あなたが取締役に選任されたら?

 実は私も、ある企業の社外取締役だった経験があり、現在もまた別の企業の社外取締役を務めています。威圧感のある取締役会の場で、反対意見を言うのはそれなりに勇気のいることです。

 私が社外取締役として尊敬しているのは、日本電産の代表取締役会長、最高経営責任者である永守重信氏です。永守氏は多くの会社の社外取締役も務めてきましたが、ある企業の決定に「ノー」を表明し、社外取締役を退任したときの引き際の潔さがとても印象的でした。
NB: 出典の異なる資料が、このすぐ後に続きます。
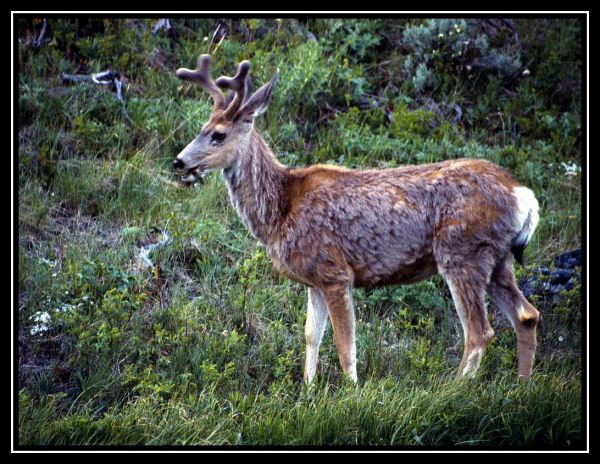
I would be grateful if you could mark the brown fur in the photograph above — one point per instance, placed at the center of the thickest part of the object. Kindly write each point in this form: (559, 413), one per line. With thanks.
(333, 229)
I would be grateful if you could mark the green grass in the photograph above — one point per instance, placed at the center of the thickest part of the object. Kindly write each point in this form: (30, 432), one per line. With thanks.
(207, 348)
 ARIA読者は、勤務している会社で昇進して取締役に就任する、あるいは私のように専門性のある仕事をしていることで社外取締役を依頼される、といったこともあると思います。ダイバーシティを重視して女性の取締役を増やそうとする動きもあるなか、今後、働く女性であれば、取締役として経営に携わることは、他人事でなくなってくるでしょう。

上場企業の女性役員は1000人を突破

 冒頭でも触れましたが、実際に2019年には、上場企業の取締役に占める社外取締役の比率が初めて3割を超えました。さらに上場企業の監査役や執行役を含む役員では女性が1000人を突破したと報道されました。

 取締役会の決定は、いわゆる経営判断です。もし誤った判断をして会社に損害を与えることになれば、株主から訴訟を起こされるといった形で、判断をした経営陣の一人として責任を負わなければなりません。そのためには賛成でも反対でも、それに対する理由とともに、自分の意見を明確に伝えることが必要になります。

 経営のポストが女性に対して大きく開かれてきたことをチャンスと受け止め、もし取締役や社外取締役にならないかと声がかかったら、ぜひ前向きに引き受けてください。経営を通じて、会社と世の中を変えていきましょう。